Former media tycoon Conrad Black and three other executives were charged in a federal fraud indictment Thursday involving the $2.1 billion sale of several hundred Canadian newspapers and the abuse of corporate perquisites at newspaper publishing company Hollinger International Inc.

Black, 61, Hollinger International's ousted chairman, was accused in the 11-count indictment of cheating the company's U.S. and Canadian shareholders as well as Canadian taxing authorities.

Black and the others were accused of fraudulently diverting more than $32 million from the company through a complex series of transactions. Former Chicago Sun-Times publisher David Radler pleaded guilty to similar charges involving the $32 million in September.

But the indictment also outlines fresh allegations, including what federal prosecutors described as the fraudulent diversion of an additional $51.8 million in 2000 from Hollinger International's sale of assets to CanWestGlobal Communications Corp.

Prosecutors said that Black and others criminally charged had arranged to funnel payments to themselves that were disguised as "non-competition" fees.

The indictment also charged that Black and one of his co-defendants fraudulently misused corporate perquisites, including a company jet for a vacation by Black and his wife in the South Pacific, two Park Avenue apartments and company money for a lavish birthday party for Mrs. Black.

According to prosecutors, when Black was asked to reimburse the company for the 10-day vacation to Bora Bora in French Polynesia, he replied: "No such outcome is possible."

Black, who renounced his Canadian citizenship and is now a member of the British House of Lords, also charged the company $42,000 for his wife's birthday party five years ago at the La Grenouille restaurant in New York, prosecutors allege. They say Black agreed to pick up the rest of the tab, about $20,000.

Also charged in the indictment were John A. "Jack" Boultbee, 62, a Toronto-area accountant; Peter Y. Atkinson, 58, a Canadian attorney and former executive vice president of Hollinger International; and attorney Mark S. Kipnis, 58, of Northbrook, a Chicago suburb.

Also named as a defendant was Ravelston Corp., a Canadian company that Black used to gain control of Hollinger International.
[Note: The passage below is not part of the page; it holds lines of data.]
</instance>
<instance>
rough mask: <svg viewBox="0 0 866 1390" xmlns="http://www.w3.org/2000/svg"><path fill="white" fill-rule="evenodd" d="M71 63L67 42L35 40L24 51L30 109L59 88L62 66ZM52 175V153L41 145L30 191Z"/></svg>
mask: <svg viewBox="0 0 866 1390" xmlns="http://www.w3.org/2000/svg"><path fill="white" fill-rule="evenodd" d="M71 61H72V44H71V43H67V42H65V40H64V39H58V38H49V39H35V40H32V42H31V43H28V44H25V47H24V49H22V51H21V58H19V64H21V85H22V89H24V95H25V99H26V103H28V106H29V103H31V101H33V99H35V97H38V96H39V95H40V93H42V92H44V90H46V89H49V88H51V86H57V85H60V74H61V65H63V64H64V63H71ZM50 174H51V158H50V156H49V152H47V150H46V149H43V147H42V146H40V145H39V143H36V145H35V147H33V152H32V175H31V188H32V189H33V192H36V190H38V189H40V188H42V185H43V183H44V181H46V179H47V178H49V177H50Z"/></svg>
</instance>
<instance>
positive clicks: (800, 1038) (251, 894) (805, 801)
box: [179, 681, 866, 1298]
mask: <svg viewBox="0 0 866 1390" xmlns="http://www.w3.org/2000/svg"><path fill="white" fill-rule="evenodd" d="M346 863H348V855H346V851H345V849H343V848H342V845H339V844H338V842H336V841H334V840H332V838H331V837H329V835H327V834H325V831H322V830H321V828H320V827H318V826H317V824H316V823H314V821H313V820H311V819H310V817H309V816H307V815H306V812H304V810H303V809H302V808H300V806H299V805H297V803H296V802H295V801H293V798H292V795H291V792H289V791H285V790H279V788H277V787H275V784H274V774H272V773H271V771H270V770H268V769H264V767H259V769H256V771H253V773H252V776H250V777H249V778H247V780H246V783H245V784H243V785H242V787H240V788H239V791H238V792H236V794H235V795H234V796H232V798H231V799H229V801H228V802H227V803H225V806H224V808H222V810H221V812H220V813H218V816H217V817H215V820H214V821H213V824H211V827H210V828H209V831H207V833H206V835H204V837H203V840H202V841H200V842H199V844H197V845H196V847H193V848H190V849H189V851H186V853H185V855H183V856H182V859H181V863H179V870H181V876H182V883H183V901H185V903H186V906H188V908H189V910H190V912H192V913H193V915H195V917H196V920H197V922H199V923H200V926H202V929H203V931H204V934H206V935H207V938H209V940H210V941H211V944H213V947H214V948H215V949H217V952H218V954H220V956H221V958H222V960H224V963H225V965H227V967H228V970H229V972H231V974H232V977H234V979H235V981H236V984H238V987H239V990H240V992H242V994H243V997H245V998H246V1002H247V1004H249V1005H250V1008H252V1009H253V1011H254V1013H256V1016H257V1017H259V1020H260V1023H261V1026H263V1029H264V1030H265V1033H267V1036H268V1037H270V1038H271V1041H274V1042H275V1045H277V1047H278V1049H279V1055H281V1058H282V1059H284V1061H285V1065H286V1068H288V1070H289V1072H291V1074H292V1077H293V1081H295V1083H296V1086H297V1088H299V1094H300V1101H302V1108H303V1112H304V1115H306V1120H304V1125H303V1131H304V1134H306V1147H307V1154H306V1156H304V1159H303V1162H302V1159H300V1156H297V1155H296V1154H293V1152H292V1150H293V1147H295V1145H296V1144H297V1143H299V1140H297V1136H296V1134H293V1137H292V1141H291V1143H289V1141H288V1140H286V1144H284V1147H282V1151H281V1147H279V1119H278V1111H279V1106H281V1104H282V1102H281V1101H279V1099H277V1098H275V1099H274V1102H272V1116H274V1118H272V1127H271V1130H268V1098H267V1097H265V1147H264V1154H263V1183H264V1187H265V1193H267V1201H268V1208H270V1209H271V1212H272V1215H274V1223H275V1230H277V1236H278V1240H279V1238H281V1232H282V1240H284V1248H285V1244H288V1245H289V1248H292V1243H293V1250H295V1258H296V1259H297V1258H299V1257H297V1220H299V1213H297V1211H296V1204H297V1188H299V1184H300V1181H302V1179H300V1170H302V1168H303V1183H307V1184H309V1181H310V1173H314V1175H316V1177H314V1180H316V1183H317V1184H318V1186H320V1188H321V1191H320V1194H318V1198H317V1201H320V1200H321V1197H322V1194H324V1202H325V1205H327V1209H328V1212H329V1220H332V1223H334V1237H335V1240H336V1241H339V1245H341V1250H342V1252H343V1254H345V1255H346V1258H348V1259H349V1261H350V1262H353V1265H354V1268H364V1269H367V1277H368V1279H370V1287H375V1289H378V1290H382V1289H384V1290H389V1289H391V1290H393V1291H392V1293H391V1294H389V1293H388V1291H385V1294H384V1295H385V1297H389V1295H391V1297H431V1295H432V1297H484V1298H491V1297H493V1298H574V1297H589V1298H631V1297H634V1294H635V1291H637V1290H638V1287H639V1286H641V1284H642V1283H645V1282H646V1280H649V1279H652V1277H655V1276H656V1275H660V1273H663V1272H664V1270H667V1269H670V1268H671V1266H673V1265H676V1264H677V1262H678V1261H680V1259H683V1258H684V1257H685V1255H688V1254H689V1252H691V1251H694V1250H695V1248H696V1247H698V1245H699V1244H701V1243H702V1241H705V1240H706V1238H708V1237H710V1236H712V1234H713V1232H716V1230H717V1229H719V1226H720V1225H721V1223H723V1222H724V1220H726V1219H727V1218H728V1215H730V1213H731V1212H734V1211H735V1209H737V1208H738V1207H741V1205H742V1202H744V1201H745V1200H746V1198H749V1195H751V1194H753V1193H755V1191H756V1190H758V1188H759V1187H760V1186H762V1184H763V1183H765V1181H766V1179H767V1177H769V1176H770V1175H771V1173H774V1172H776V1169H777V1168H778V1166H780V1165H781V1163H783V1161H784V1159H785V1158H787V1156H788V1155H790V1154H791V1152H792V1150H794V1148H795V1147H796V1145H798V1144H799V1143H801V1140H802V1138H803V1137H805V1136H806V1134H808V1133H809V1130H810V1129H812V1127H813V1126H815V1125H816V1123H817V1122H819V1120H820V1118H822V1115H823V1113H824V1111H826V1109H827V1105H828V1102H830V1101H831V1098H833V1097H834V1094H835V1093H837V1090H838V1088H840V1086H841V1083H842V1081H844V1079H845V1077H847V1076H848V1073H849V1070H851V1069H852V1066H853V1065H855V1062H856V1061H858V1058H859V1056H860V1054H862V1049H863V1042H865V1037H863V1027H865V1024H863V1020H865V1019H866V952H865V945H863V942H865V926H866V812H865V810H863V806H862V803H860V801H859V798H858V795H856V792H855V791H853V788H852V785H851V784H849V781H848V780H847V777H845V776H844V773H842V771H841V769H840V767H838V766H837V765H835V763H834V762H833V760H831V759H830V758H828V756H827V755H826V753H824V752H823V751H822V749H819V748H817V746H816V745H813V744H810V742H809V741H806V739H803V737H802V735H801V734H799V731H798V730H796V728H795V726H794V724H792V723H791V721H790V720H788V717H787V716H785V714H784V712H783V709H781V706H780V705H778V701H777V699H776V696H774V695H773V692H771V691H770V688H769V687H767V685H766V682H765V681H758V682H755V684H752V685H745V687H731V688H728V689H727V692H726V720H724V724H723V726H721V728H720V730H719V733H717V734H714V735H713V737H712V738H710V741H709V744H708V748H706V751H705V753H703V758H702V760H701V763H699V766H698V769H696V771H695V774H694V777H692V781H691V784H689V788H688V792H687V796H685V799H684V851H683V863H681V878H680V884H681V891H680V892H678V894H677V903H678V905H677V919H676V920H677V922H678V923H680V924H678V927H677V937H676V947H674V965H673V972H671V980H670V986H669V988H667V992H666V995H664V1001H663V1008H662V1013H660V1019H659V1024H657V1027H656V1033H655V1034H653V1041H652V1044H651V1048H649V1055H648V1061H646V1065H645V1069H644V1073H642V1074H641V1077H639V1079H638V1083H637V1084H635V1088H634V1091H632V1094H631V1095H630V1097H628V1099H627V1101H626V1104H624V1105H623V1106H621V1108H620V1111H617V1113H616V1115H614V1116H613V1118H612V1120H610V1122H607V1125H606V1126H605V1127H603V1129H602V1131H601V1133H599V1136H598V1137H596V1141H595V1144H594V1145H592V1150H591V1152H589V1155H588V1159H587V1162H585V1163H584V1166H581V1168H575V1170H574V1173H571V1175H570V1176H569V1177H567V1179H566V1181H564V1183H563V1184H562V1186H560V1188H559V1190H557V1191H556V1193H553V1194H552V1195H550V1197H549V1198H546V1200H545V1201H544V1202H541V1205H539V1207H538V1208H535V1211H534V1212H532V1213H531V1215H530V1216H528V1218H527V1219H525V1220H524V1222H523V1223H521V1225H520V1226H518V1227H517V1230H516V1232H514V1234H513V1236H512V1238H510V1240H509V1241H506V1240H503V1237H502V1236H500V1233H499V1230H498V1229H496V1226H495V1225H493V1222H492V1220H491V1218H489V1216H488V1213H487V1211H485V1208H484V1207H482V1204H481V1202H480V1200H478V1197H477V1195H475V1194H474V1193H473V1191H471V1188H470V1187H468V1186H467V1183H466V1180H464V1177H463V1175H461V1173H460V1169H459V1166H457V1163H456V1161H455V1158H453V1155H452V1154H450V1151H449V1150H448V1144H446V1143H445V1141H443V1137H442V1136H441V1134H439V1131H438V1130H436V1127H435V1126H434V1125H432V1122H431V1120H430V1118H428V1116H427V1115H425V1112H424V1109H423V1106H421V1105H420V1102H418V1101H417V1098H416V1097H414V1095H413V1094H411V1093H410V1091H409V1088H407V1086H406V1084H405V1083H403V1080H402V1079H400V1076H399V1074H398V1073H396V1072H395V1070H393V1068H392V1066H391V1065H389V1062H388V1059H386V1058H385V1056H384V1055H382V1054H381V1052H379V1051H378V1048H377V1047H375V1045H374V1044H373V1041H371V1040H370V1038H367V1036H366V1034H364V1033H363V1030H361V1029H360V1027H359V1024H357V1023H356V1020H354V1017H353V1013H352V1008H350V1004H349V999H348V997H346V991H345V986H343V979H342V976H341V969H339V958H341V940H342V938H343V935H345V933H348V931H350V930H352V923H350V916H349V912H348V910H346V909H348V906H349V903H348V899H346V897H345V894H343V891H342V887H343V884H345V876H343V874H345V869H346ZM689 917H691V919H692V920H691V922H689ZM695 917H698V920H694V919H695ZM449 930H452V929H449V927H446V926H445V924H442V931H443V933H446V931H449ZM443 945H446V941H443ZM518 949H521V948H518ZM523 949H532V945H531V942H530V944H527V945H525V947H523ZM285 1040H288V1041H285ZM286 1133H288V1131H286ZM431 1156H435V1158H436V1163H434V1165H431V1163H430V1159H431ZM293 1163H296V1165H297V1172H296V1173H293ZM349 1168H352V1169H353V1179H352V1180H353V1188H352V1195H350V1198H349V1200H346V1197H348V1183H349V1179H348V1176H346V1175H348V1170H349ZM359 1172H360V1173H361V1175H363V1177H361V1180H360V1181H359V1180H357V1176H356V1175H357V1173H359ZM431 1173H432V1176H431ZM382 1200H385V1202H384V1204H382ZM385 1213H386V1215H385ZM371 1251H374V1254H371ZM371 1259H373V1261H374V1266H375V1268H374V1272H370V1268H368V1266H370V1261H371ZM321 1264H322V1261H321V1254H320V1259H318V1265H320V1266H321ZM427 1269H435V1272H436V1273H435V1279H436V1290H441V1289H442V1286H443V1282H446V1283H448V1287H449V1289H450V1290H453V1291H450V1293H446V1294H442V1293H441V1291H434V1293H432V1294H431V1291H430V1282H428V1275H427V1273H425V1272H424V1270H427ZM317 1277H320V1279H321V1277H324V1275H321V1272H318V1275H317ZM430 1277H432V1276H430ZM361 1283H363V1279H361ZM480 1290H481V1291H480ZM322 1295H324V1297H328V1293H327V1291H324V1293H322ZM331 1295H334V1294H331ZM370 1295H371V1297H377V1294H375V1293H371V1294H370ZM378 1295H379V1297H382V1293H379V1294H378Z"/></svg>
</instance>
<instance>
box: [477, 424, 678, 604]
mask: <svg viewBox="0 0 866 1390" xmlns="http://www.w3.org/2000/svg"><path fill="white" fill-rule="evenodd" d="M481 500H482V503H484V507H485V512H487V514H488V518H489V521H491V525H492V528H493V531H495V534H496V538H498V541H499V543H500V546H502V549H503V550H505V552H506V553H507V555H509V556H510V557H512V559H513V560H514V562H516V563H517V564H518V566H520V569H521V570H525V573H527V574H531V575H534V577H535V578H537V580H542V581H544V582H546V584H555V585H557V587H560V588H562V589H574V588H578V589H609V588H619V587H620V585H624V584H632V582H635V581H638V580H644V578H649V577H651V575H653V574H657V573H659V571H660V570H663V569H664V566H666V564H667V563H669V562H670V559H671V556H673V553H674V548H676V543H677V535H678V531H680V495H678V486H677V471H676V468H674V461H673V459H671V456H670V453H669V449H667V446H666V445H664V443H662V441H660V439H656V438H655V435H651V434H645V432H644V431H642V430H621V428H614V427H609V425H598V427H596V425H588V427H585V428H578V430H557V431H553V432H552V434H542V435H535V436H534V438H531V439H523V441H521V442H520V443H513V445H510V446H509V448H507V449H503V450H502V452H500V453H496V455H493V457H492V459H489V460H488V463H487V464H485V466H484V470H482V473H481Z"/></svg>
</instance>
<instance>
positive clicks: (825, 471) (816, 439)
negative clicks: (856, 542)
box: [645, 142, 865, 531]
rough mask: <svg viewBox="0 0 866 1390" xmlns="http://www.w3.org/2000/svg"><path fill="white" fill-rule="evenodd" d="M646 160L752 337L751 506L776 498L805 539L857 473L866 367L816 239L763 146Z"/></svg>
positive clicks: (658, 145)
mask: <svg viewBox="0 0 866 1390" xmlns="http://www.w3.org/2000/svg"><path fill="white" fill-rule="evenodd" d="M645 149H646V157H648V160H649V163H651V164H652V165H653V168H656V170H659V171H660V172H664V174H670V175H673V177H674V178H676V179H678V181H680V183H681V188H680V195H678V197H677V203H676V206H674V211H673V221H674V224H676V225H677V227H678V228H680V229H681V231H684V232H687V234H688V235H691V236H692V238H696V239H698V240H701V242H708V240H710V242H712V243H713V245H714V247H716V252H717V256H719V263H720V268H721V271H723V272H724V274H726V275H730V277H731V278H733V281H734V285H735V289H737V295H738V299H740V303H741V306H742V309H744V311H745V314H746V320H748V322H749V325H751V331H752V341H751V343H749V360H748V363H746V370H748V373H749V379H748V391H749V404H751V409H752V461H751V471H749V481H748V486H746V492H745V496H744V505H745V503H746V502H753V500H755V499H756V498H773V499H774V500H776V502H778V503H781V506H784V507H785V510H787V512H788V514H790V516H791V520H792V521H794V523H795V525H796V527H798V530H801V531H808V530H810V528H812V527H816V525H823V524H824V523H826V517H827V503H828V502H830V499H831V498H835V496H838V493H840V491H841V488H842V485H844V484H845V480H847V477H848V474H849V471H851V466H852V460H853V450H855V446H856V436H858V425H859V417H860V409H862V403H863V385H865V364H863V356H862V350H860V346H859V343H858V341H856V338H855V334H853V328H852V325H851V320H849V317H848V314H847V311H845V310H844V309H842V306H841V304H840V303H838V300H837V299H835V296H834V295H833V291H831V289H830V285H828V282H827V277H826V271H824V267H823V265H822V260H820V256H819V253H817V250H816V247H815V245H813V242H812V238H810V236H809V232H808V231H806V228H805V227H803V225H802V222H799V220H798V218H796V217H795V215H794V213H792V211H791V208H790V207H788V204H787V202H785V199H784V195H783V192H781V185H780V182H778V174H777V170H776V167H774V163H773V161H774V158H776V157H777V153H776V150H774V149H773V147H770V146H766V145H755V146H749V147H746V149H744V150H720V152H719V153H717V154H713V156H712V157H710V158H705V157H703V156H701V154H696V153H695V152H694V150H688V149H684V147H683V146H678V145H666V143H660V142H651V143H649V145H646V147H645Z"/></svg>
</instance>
Chicago-based Hollinger International publishes the Chicago Sun-Times, community newspapers in the Chicago area and a few small publications in Canada. It sold the Jerusalem Post and The Daily Telegraph of London in 2004.

Arrest warrants were issued for Black, Boultbee and Atkinson, U.S. Attorney Patrick J. Fitzgerald's office said. Prosecutors said they would allow the defendants to appear voluntarily in U.S. District Court in Chicago.

But if they fail to do so, the government will seek to have them extradited, prosecutors said.

All of the defendants were charged with various counts of mail fraud and wire fraud.

The indictment seeks criminal forfeiture of at least $80 million from the four men as well as more than $8.5 million seized in October after the sale of Black's Park Avenue apartments and a home in Florida.

Black still has homes in Toronto and London, according to prosecutors.

Kipnis was indicted in August and reindicted Thursday. He is free on bond pending a fresh arraignment date.

Fitzgerald said in a statement issued by his office that "officers and directors of publicly traded companies who steer shareholders' money into their pockets should not lie to the board of directors to get permission to do so."

He said insiders "whose job it was to safeguard the shareholders made it their job to steal and conceal."